Where does the commercial development stop? "It ought to be Old Courthouse Road," according to Al Paruti, head of the Tysons Green Civic Association, which represents several neighborhoods near Rte. 123 and Old Courthouse. Members of the Westbriar citizens groups also oppose proposed land-use changes.
Proposals for commercial development and high-density residential development on 300 acres bordered by Rte. 123, Gallows Road, Old Courthouse Road and Wolf Trap Road have intensified pleas for protection from commercialization.
However, one of those applications identified as the Wolf Trap/Gallows tract was initiated by the residents of the Madrillon Farms subdivision. They are asking Fairfax to change the low-density residential use of their 242 acres west of Gallows Road and east of Woodford Road to permit high-density residential, office and mixed-use commercial development.

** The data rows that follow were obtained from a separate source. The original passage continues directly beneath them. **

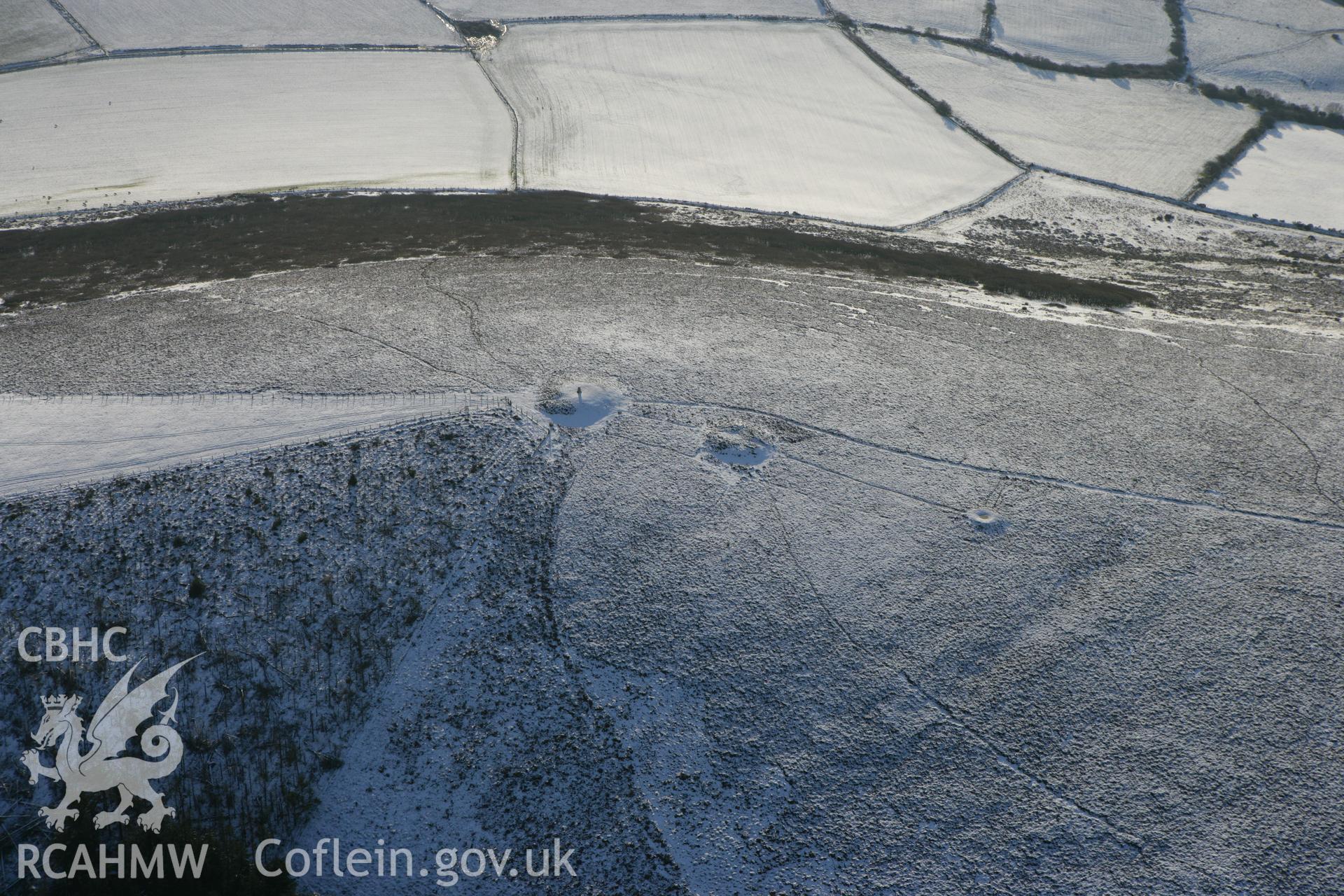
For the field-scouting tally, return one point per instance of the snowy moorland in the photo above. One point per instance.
(1147, 134)
(298, 575)
(96, 134)
(894, 625)
(1085, 33)
(134, 24)
(1292, 175)
(733, 113)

Although commercial townhouses have been built along Old Courthouse Road in recent years as a result of a court decision, the county planning staff is proposing the change for Madrillon Farms on the basis that the existing land-use plan is viable. In addition, existing "internal roadways were not designed to accommodate the substantial increase" in traffic that would be generated by development at the intensity desired by residents of the area," according to the staff report.
Adjacent to Madrillon Farms are two other tracts proposed for major changes.
Attorney Robert Lawrence says the present residential plan for 72 acres along Rte. 123 "is no longer valid" because of commercial development at Old Courthouse and Rte. 123. He wants the land plan changed to permit construction of high-rise commercial buildings and high-density housing at eight to 12 units per acre.
Next door, owner P. Pakchanian has asked for high-density residential use on another 58 acres.
Even though the staff report says existing roadways cannot accommodate the proposals, both the Lawrence site and the Pakchanian site could be considered for apartment development, according to the staff report.
The Fairfax County Planning Commission is currently studying the proposed changes and will make a final decision in late May. If the proposals are approved, the Fairfax County Board of Supervisors will hold public hearings and act on the proposals in early summer.